Parece até um ataque coordenado: depois de vencer o Brasil em uma série de disputas diretas nos Jogos Olímpicos e assumir a liderança do quadro de medalhas, o Japão, por meio de uma rara interferência na economia, pode desvalorizar o real indiretamente.
Isso porque o Banco do Japão (BoJ), que comanda a política monetária do quarto maior PIB do planeta, elevou a taxa básica de juros do país da faixa de 0% a 0,1% para a banda de 0,15% a 0,25% ao ano.
A elevação da taxa é apenas a segunda desde 2007. A primeira havia ocorrido em março de 2024, quando o Japão pôs fim a 17 anos de juros negativos.
E pode vir mais por aí: segundo o presidente do BoJ, Kazuo Ueda, os juros podem seguir subindo se as atuais projeções para a economia e inflação no país se confirmarem. Inclusive, Ueda não descartou furar o teto psicológico de 0,5% ao ano.
Nos últimos anos, mesmo com o índice de inflação acima da meta de 2% ao ano, o Banco do Japão seguiu estimulando a economia por meio dos juros frouxos, com o receio de que uma postura mais hawkish pudesse desacelerar a economia do país.
“É apenas o início da normalização das taxas de juros no Japão. A verdadeira questão não é sobre o próximo aumento da taxa, mas qual será a taxa terminal”, avalia Junichi Inoue, head de ações japonesas da Janus Henderson.
Além da alteração na “Selic nipônica”, a autoridade monetária anunciou também outra medida restritiva: a redução da recompra de títulos públicos.
E o Brasil com isso? Entenda por que taxas de juros mais altas no Japão podem derrubar o real
A flexibilidade monetária dos últimos tempos acabou custando caro para o iene: nos últimos anos, a moeda japonesa passou de 108 por dólar para 150 por dólar, desvalorização de 29% em relação à divisa americana.
Considerando os juros isoladamente, quanto mais altos eles são, mais a moeda do país tende a se valorizar, já que os retornos mais altos aumentam a demanda pelo dinheiro local.
Com a elevação dos juros no Japão, de ontem para hoje, o iene subiu 1,5% em relação ao dólar - e o ganho diante da moeda brasileira pode ser ainda maior.
“Esse movimento fortaleceu o iene e deve impactar negativamente o real, já que a moeda japonesa é usada como funding para o carry trade no Brasil”, conta o analista Matheus Spiess, da Empiricus.

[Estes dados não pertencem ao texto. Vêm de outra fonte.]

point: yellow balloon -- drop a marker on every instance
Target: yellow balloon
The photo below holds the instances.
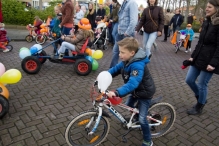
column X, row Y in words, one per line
column 11, row 76
column 98, row 54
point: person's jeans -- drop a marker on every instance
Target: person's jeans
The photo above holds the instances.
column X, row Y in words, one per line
column 148, row 40
column 201, row 87
column 66, row 31
column 65, row 46
column 143, row 106
column 115, row 31
column 166, row 27
column 115, row 57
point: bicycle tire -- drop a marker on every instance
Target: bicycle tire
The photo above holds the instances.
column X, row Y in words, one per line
column 167, row 118
column 80, row 134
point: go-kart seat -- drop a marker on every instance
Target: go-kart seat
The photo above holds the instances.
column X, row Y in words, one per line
column 82, row 49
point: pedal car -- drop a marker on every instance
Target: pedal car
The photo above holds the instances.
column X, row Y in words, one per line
column 5, row 45
column 32, row 64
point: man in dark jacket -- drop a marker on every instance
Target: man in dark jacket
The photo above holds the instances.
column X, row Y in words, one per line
column 190, row 19
column 101, row 12
column 177, row 20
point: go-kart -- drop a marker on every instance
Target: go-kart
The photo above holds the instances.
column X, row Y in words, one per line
column 32, row 64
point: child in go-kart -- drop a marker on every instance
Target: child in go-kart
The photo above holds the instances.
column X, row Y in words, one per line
column 138, row 82
column 35, row 26
column 76, row 42
column 3, row 38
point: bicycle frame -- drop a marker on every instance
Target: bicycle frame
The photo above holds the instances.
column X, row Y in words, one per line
column 106, row 103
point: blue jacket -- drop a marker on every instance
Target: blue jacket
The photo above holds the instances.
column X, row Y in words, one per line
column 177, row 20
column 136, row 76
column 188, row 32
column 128, row 17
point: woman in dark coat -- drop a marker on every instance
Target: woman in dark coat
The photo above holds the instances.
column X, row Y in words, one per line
column 205, row 58
column 91, row 16
column 152, row 20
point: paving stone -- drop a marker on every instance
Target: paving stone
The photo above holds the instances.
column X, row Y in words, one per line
column 42, row 105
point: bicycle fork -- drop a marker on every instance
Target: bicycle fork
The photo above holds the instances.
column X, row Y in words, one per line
column 97, row 121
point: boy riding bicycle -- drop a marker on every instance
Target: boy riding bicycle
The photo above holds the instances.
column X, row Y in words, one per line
column 138, row 82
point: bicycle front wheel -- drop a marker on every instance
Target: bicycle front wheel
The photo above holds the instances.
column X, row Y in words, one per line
column 165, row 113
column 76, row 133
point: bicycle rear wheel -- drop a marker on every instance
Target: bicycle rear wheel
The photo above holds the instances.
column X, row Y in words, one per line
column 76, row 133
column 165, row 113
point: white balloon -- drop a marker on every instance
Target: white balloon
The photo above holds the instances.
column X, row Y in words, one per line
column 104, row 80
column 39, row 47
column 120, row 1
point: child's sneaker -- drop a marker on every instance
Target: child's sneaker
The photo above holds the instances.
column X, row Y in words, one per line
column 147, row 143
column 6, row 50
column 190, row 50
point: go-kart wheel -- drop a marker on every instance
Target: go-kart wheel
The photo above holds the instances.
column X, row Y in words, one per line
column 40, row 39
column 31, row 64
column 10, row 47
column 29, row 38
column 83, row 67
column 42, row 53
column 4, row 106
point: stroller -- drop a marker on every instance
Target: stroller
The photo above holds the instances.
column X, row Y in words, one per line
column 101, row 37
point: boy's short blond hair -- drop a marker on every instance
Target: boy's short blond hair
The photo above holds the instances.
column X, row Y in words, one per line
column 129, row 43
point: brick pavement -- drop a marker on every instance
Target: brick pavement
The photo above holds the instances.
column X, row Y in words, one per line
column 41, row 105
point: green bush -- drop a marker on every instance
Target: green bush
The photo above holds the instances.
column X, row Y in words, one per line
column 14, row 13
column 195, row 26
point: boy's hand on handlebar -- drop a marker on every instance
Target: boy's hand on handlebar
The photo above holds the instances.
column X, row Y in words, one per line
column 111, row 94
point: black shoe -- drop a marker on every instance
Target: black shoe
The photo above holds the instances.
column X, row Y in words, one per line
column 196, row 110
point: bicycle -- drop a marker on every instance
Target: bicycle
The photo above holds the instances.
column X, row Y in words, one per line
column 180, row 42
column 90, row 128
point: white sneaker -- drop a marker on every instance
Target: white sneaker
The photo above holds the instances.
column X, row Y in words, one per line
column 190, row 50
column 6, row 50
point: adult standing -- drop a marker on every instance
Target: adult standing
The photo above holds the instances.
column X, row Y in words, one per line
column 78, row 16
column 128, row 19
column 67, row 19
column 91, row 16
column 205, row 57
column 152, row 20
column 190, row 19
column 114, row 19
column 101, row 12
column 176, row 20
column 167, row 17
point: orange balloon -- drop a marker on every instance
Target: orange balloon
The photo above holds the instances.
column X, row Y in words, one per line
column 88, row 51
column 4, row 91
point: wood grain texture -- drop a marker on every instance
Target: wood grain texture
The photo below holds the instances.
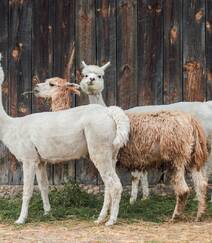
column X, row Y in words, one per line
column 126, row 53
column 64, row 35
column 20, row 45
column 172, row 51
column 106, row 45
column 126, row 94
column 42, row 57
column 209, row 48
column 194, row 50
column 106, row 48
column 85, row 50
column 4, row 169
column 150, row 52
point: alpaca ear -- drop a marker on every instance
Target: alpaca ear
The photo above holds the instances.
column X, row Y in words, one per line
column 104, row 67
column 73, row 88
column 84, row 64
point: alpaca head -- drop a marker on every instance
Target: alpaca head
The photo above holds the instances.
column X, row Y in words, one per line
column 92, row 82
column 55, row 86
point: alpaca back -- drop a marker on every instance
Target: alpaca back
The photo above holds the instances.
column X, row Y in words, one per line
column 162, row 136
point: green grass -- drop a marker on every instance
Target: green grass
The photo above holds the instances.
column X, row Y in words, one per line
column 72, row 202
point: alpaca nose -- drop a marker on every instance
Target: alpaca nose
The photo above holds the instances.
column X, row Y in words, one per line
column 36, row 89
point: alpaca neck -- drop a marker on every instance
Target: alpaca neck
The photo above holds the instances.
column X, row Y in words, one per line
column 4, row 118
column 61, row 101
column 96, row 99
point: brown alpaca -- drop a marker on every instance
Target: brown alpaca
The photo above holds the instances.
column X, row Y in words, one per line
column 58, row 90
column 173, row 138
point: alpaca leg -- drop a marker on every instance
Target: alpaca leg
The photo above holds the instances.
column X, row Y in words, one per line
column 136, row 175
column 115, row 192
column 145, row 184
column 105, row 208
column 200, row 185
column 29, row 176
column 113, row 188
column 42, row 178
column 181, row 190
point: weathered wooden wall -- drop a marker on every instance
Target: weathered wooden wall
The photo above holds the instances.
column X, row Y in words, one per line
column 161, row 52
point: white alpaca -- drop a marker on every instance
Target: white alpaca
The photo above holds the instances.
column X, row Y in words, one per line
column 170, row 138
column 93, row 85
column 65, row 135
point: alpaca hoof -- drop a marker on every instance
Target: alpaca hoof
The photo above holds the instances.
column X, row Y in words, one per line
column 195, row 199
column 99, row 221
column 197, row 219
column 20, row 221
column 132, row 200
column 47, row 212
column 110, row 222
column 144, row 198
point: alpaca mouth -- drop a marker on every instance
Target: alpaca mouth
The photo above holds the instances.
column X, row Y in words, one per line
column 35, row 92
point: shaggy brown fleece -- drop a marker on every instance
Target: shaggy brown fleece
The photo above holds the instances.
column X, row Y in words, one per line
column 163, row 137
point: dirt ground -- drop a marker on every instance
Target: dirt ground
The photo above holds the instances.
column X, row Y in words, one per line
column 83, row 231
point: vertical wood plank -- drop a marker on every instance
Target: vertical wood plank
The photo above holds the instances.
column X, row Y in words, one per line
column 42, row 57
column 85, row 50
column 126, row 53
column 172, row 51
column 126, row 61
column 209, row 48
column 106, row 46
column 4, row 51
column 63, row 39
column 20, row 45
column 150, row 52
column 194, row 50
column 150, row 58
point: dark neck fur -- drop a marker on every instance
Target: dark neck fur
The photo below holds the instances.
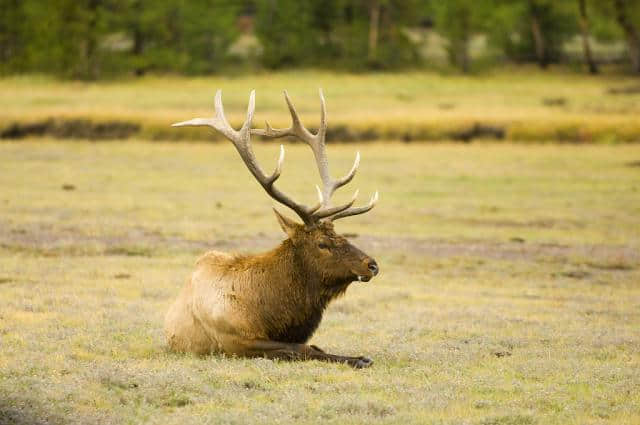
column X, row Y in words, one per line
column 302, row 296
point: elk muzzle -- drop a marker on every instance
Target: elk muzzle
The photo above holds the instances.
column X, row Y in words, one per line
column 372, row 270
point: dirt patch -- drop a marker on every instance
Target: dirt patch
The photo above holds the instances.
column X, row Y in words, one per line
column 71, row 129
column 479, row 131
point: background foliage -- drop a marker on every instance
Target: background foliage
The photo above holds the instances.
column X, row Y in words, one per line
column 92, row 39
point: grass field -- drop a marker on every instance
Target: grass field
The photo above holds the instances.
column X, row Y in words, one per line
column 523, row 103
column 509, row 292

O carry trade - ou carrego - é uma estratégia de investimento usada para ganhar com a diferença de taxas de juros entre os países. Grosso modo, ela consiste em tomar dinheiro emprestado em um país de juros baixos, como o Japão, e aplicá-lo em um de juros altos, como o Brasil.
Há riscos cambiais e de mercado envolvidos, mas, de maneira simplificada, seria como contrair dívida a 0,25%, por exemplo, e rentabilizar a 10,5%. Nada mau, certo?
O grande problema é que, com os juros mais altos, fica mais caro tomar dinheiro emprestado no Japão. Além disso, a valorização do iene também torna a operação menos lucrativa. No fim das contas, a tendência é haver uma redução nessas posições, o que também baixa a demanda por reais, jogando o preço da moeda brasileira para baixo.
“Esta postura mais agressiva do Japão pode ser interpretada como um indicativo de fortalecimento do iene. Com o grande volume de posições de carry trade que apostam na valorização de outras moedas em detrimento do iene, podemos observar movimentos significativos no mercado cambial. O dólar australiano, por exemplo, apresentou queda, e o real brasileiro pode seguir uma trajetória semelhante”, explica Spiess.
De fato, de ontem (30) para hoje (31), o real cai quase 2% em relação ao iene e 0,4% se comparado ao dólar.